Package parser-comb: Stream parser combinators

Information

Files

• Package tarball parser-comb-1.89.tgz
• Theory source file parser-comb.thy (included in the package tarball)

Defined Type Operator

• Parser
  • parser

Defined Constants

• Parser
  • destParser
  • inverse
  • isParser
  • map
  • mapToken
    • mapToken.pf
  • mkParser
  • parse
  • parseAll
    • parseAll.pa
  • parseNone
    • parseNone.pn
  • parseOption
  • parsePair
    • parsePair.pbc
  • parseSome
  • partialMap
    • partialMap.pf
  • strongInverse

Theorems

⊦ isParser parseAll.pa

⊦ isParser parseNone.pn

⊦ parseAll = mkParser parseAll.pa

⊦ parseNone = mkParser parseNone.pn

⊦ destParser parseAll = parseAll.pa

⊦ destParser parseNone = parseNone.pn

⊦ ∀p. isParser (destParser p)

⊦ inverse parseAll (λa. a :: [])

⊦ strongInverse parseAll (λa. a :: [])

⊦ ∀s. parse parseNone s = none

⊦ ∀a. mkParser (destParser a) = a

⊦ ∀p. parse p eof = none

⊦ ∀p. parse p error = none

⊦ ∀pb pc. isParser (parsePair.pbc pb pc)

⊦ ∀f p. isParser (partialMap.pf f p)

⊦ ∀f. parseOption f = partialMap f parseAll

⊦ ∀a s. parseNone.pn a s = none

⊦ ∀r. isParser r ⇔ destParser (mkParser r) = r

⊦ ∀a s. parseAll.pa a s = some (a, s)

⊦ ∀pb pc. parsePair pb pc = mkParser (parsePair.pbc pb pc)

⊦ ∀pb pc. destParser (parsePair pb pc) = parsePair.pbc pb pc

⊦ ∀f p. partialMap f p = mkParser (partialMap.pf f p)

⊦ ∀f p. destParser (partialMap f p) = partialMap.pf f p

⊦ parse parseAll = case none none (λa s. some (a, s))

⊦ ∀p. parseSome p = parseOption (λa. if p a then some a else none)

⊦ ∀f p. map f p = partialMap (λb. some (f b)) p

⊦ ∀x s. parse parseAll (cons x s) = some (x, s)

⊦ ∀f g p. mapToken f g p = mkParser (mapToken.pf f g p)

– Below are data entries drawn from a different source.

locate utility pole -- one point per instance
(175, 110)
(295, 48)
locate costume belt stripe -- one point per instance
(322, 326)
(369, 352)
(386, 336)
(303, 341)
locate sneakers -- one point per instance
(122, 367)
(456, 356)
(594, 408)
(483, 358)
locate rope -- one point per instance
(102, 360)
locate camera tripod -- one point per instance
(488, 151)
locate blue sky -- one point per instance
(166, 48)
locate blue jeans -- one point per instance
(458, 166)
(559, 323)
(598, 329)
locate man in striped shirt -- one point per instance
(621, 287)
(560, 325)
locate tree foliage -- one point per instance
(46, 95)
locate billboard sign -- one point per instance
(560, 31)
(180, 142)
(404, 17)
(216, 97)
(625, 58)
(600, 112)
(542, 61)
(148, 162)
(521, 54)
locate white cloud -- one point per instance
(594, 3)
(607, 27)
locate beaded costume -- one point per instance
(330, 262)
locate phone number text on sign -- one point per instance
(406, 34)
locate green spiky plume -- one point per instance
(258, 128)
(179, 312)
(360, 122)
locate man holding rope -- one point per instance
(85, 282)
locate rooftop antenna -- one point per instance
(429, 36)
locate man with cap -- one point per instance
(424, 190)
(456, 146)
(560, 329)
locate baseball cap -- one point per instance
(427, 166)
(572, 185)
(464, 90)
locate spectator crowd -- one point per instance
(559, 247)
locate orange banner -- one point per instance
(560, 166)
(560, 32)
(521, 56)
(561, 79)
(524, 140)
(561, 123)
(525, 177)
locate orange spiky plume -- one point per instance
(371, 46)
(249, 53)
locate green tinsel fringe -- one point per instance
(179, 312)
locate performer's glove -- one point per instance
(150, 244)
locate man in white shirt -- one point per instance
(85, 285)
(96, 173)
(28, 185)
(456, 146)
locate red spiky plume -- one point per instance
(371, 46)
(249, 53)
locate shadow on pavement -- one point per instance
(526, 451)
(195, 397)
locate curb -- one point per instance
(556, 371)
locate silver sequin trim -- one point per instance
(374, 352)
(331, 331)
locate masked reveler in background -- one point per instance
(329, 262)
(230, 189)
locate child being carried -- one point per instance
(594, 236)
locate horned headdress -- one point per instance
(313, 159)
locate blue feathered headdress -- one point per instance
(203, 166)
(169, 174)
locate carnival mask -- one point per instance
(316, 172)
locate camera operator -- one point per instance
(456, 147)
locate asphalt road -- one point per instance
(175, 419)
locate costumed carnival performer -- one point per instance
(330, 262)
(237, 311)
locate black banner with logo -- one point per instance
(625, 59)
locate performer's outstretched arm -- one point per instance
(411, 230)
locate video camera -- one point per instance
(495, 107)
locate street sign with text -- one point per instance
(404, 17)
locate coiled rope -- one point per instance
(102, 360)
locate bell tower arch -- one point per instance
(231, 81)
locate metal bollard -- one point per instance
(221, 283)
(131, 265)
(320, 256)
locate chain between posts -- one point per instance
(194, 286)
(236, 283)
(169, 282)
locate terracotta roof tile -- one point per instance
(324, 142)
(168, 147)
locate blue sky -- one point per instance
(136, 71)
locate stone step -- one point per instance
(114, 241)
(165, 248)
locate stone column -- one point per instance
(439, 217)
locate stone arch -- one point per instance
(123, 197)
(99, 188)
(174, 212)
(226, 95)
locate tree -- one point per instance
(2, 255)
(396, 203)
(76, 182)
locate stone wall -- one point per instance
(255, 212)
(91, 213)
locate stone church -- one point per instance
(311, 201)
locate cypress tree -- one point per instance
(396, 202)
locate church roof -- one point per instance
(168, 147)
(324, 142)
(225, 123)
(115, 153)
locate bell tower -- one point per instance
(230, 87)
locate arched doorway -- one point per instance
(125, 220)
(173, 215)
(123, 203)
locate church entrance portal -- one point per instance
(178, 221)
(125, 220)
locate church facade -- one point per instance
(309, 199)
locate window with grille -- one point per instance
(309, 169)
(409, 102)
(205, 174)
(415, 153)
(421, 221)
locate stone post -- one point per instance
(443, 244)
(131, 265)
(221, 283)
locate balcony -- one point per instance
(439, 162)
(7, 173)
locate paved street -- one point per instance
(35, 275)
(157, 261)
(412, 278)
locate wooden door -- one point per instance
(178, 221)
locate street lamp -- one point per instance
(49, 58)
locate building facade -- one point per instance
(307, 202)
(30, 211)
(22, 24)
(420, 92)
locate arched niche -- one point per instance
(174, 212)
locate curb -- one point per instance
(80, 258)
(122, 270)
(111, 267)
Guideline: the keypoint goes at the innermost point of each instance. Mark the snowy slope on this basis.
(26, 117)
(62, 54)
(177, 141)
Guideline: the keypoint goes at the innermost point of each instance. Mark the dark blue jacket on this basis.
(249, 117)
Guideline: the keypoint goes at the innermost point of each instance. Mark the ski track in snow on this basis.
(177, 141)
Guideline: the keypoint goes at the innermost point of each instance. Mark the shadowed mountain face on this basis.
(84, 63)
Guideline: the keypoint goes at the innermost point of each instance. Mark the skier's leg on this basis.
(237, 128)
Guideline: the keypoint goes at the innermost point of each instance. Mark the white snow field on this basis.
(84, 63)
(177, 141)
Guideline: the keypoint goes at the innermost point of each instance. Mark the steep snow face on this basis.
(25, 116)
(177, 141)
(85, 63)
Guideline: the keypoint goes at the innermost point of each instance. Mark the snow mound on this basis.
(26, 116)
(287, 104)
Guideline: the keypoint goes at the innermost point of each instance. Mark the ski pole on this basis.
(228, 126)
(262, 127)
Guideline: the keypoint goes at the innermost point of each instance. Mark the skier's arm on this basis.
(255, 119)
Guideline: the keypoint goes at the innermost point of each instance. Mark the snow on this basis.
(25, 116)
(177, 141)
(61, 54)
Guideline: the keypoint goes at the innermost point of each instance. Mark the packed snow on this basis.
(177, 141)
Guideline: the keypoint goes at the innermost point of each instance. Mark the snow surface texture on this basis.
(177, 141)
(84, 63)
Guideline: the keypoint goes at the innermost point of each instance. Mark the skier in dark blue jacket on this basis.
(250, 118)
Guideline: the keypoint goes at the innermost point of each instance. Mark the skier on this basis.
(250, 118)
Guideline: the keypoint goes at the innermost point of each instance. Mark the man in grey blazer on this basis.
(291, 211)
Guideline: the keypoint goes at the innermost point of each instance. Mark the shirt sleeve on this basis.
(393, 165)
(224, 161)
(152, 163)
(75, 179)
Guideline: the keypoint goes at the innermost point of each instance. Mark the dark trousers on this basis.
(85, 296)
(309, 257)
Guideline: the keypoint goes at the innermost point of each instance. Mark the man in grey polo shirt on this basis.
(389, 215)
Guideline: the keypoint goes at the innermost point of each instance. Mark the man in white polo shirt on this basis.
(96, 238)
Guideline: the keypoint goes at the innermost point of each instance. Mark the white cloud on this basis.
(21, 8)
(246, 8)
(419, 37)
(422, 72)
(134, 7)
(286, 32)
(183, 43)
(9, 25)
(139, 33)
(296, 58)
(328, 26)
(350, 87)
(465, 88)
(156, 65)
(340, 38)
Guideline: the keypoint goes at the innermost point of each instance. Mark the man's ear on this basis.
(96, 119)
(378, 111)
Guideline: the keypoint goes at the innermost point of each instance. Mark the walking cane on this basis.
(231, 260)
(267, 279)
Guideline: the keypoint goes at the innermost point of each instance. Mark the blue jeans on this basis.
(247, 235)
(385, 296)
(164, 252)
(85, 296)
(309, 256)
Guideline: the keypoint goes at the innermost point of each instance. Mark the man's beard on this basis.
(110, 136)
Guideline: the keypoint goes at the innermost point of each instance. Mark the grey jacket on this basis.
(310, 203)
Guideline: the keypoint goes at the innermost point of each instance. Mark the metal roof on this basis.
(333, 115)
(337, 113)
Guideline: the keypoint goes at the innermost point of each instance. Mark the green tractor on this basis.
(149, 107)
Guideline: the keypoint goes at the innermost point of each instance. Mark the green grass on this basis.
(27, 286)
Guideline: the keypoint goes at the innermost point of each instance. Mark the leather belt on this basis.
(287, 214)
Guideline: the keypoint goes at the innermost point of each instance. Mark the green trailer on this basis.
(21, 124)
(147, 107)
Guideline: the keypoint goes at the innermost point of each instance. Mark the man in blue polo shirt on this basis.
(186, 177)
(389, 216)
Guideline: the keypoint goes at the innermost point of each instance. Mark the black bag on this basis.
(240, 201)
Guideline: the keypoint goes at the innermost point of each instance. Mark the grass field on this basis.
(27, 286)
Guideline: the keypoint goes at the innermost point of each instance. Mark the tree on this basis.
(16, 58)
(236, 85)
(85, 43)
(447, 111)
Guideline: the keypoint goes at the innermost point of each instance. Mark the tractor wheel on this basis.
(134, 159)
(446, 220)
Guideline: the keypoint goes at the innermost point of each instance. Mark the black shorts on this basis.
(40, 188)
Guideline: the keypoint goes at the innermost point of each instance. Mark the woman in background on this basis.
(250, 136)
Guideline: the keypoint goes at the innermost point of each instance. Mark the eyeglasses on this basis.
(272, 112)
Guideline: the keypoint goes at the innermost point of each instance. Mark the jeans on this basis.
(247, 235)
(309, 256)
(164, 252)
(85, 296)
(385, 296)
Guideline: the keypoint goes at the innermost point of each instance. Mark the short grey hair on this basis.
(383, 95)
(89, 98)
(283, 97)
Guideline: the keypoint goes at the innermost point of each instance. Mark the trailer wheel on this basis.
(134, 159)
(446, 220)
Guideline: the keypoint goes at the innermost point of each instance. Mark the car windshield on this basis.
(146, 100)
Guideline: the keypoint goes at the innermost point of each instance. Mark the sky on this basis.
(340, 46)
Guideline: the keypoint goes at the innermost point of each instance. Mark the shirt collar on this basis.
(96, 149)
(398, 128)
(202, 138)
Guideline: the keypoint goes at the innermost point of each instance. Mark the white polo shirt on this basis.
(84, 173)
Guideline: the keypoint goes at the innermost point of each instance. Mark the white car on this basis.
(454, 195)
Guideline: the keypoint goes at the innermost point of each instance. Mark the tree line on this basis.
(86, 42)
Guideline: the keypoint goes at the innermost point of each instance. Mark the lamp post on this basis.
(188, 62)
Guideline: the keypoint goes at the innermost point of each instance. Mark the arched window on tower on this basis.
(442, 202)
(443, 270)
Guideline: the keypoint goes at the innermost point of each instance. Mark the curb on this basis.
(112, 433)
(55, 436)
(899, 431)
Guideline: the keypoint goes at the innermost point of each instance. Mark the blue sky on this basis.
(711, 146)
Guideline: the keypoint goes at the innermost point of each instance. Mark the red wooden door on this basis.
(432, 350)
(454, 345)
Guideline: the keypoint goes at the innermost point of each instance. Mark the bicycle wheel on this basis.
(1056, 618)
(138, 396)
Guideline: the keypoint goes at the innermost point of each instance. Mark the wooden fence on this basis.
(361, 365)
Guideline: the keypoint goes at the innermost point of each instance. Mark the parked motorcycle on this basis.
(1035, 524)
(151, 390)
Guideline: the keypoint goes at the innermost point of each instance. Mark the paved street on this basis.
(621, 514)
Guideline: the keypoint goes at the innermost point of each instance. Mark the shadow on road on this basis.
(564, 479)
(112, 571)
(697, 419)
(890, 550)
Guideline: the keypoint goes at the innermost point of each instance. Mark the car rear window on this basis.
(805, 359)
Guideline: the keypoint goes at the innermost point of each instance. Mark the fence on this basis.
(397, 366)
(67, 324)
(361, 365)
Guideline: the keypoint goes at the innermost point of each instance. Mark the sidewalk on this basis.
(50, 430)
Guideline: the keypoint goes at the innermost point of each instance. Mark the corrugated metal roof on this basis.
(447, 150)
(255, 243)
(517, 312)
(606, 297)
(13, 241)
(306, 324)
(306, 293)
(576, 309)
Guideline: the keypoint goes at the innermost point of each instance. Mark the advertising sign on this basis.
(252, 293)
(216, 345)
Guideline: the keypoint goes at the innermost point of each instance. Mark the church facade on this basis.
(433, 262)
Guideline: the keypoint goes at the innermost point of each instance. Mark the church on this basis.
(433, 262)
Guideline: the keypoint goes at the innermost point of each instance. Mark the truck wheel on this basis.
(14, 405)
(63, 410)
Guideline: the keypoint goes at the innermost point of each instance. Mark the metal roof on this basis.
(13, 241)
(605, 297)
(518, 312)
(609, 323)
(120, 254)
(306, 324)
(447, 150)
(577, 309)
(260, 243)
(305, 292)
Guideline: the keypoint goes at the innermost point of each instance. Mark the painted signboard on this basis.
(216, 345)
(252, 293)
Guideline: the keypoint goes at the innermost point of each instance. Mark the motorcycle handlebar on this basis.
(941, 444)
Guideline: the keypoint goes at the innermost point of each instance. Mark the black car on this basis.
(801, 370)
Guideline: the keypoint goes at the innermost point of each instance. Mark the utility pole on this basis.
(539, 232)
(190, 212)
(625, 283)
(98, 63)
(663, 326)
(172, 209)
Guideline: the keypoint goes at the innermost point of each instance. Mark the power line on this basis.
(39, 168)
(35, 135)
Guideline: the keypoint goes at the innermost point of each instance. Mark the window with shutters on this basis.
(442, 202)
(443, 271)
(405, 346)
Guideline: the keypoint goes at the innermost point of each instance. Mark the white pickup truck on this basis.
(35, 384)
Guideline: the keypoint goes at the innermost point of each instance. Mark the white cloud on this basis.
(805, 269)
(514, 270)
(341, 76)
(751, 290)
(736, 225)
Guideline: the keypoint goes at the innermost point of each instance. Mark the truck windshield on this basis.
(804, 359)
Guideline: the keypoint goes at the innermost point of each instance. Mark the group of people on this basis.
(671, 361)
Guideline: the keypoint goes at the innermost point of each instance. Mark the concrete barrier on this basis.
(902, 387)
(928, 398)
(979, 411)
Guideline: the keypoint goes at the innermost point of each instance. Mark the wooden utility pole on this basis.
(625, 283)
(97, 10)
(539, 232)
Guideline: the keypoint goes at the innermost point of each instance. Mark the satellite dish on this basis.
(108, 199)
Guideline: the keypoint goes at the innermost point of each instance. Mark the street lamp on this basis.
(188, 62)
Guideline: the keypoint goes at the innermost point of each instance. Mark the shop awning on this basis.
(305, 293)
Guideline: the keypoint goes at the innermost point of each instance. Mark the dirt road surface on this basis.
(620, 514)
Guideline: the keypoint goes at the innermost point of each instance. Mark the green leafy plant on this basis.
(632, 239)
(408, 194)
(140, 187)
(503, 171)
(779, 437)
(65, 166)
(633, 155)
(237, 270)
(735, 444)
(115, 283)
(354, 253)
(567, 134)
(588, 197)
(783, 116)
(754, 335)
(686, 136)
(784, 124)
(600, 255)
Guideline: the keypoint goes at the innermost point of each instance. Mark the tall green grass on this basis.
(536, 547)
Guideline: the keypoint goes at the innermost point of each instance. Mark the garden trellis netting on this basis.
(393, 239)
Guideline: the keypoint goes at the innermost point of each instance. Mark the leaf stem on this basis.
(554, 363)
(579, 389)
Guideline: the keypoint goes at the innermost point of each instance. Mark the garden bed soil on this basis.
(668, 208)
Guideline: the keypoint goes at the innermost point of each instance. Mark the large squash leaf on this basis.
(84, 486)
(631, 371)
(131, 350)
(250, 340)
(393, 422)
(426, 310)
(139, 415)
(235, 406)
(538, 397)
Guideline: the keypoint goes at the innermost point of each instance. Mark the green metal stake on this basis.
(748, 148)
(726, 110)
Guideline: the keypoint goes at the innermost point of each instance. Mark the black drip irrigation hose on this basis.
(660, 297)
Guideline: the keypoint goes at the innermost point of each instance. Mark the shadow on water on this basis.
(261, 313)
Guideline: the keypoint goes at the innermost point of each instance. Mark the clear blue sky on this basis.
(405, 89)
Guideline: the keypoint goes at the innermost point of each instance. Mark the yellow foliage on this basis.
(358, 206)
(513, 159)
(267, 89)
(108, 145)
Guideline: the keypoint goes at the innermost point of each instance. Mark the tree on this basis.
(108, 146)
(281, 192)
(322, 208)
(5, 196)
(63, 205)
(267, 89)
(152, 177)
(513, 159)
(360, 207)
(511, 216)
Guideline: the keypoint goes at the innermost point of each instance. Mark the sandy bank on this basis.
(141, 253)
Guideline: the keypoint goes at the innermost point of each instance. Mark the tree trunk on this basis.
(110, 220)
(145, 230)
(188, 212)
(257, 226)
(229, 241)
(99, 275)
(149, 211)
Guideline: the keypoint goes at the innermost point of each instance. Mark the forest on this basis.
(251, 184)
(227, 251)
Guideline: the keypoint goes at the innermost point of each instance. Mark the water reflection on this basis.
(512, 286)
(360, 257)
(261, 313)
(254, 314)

⊦ ∀p a s. parse p (cons a s) = destParser p a s

⊦ ∀p.
    parse (parseSome p) =
    case none none (λa s. if p a then some (a, s) else none)

⊦ ∀f.
    parse (parseOption f) =
    case none none (λa s. case f a of none → none | some b → some (b, s))

⊦ ∀p a s. destParser (parseSome p) a s = if p a then some (a, s) else none

⊦ ∀f a s.
    destParser (parseOption f) a s =
    case f a of none → none | some b → some (b, s)

⊦ ∀f e. (∀b. f (e b) = some b) ⇒ inverse (parseOption f) (λb. e b :: [])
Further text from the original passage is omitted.